On the hunt for York Minster’s Bosses

It’s the end of cycling day two and we’ve arrived in the charming city of York. Whenever I visit places like this where the layers of history are still evident in the architecture and street patterns I think about how cities like Bristol and Coventry must have been before the blitz and disastrous post-war reconstructions. The streets of York are crammed with lovely buildings and a real sense of place and identity that is so often recently lost in many of Britain’s ‘any-town’ high streets. After checking into our hotel we went for a stroll to see the Minster. When I was ten I entered a Blue Peter competition to design a boss for the new roof in York Minster’s south transept to replace the one destroyed by fire in July 1984. For those not familiar with medieval ceiling construction, a boss is the wooden roundal where the ceiling trusses join.
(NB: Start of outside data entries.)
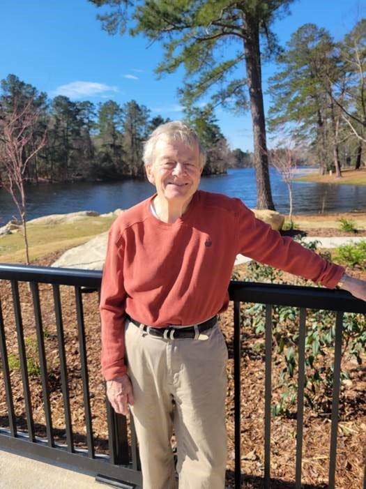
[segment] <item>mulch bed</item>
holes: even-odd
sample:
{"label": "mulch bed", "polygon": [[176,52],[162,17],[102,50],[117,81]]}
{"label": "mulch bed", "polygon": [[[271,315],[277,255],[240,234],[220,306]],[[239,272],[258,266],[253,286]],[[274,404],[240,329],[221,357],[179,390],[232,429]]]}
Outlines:
{"label": "mulch bed", "polygon": [[[320,235],[320,234],[318,234]],[[334,234],[333,234],[334,235]],[[344,234],[342,234],[344,235]],[[58,254],[43,259],[37,264],[48,265]],[[245,266],[239,272],[245,273]],[[36,330],[31,294],[26,284],[20,284],[22,314],[27,354],[37,363],[35,347]],[[65,442],[64,409],[61,391],[60,366],[56,334],[55,317],[51,287],[40,285],[43,329],[47,358],[54,432],[56,440]],[[79,344],[76,322],[74,292],[72,287],[61,287],[65,345],[66,349],[68,384],[70,393],[73,429],[75,445],[86,447],[86,430],[83,389],[81,375]],[[7,348],[12,361],[16,359],[17,344],[12,308],[10,284],[0,283],[0,298],[7,337]],[[107,427],[105,386],[100,372],[100,319],[96,293],[84,296],[86,340],[89,374],[93,430],[97,453],[107,451]],[[222,329],[229,352],[227,364],[229,386],[227,392],[227,430],[229,460],[227,484],[233,487],[234,477],[234,337],[233,311],[230,306],[222,315]],[[242,488],[263,487],[264,472],[264,359],[263,350],[255,347],[257,336],[252,330],[243,330],[241,363],[241,453]],[[359,489],[362,487],[366,446],[366,419],[365,412],[365,367],[352,359],[346,359],[351,370],[351,382],[342,388],[340,414],[336,487]],[[278,378],[281,364],[274,364],[273,379]],[[26,430],[24,396],[21,375],[16,367],[11,371],[13,395],[18,429]],[[40,375],[30,377],[31,402],[37,435],[45,435],[45,416]],[[276,391],[274,390],[274,399]],[[0,426],[8,427],[2,372],[0,373]],[[328,481],[330,422],[329,413],[317,414],[305,409],[303,458],[303,483],[313,489],[326,488]],[[273,488],[294,488],[296,420],[276,417],[272,421],[271,476]]]}

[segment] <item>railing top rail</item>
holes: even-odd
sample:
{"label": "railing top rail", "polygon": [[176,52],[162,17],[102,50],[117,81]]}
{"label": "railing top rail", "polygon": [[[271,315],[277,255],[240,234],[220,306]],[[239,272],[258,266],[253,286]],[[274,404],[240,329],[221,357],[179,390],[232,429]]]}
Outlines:
{"label": "railing top rail", "polygon": [[[0,279],[98,288],[101,270],[0,264]],[[366,313],[366,303],[342,290],[231,280],[231,301]]]}
{"label": "railing top rail", "polygon": [[366,314],[366,302],[344,290],[232,280],[229,292],[231,301]]}
{"label": "railing top rail", "polygon": [[0,263],[0,279],[98,288],[102,271]]}

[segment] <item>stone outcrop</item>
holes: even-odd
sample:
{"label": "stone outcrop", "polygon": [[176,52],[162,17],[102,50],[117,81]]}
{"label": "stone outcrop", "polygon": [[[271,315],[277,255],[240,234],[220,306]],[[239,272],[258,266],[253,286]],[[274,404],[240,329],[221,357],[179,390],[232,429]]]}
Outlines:
{"label": "stone outcrop", "polygon": [[101,270],[103,268],[108,232],[98,234],[87,243],[66,251],[52,266],[68,269]]}
{"label": "stone outcrop", "polygon": [[0,227],[0,236],[17,232],[22,227],[22,223],[16,220],[10,220],[5,226]]}
{"label": "stone outcrop", "polygon": [[268,211],[268,209],[257,210],[253,209],[255,217],[264,220],[267,224],[270,225],[273,230],[280,231],[282,228],[284,223],[284,216],[282,216],[276,211]]}
{"label": "stone outcrop", "polygon": [[95,211],[80,211],[79,212],[70,212],[68,214],[50,214],[43,216],[41,218],[36,218],[28,221],[28,224],[40,224],[43,225],[52,225],[61,223],[74,223],[86,217],[98,217],[100,214]]}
Bosses in medieval buildings were often ornately decorated with religious and pagan imagery. The competition asked for designs to commemorate significant moments of the twentieth century. I recall my design featured a dove and World War One poppies, (I was obviously quite a deep thinking ten year old), to commemorate the 1918 armistice. My design was not a winner. However, I was a runner up! My prize included some Viking coins (York was a Viking settlement), a piece of burnt boss from the original roof of the South Transept roof and of course a Blue Peter badge (although I’ve always been miffed that it wasn’t a proper ship on shield shaped BP badge, but rather a round button one). This is my first trip to York since not winning the competition, so naturally I was hoping to check out the winning designs. York Minster has other ideas of course … they were closed at 6.30pm when we arrived – on a Sunday as well! Is it any wonder church attendance is dwindling when the local Tesco express has longer opening hours! So I’ll just have to come back to see the bosses another time (and hope the Minster isn’t ignited by lightening again before then!).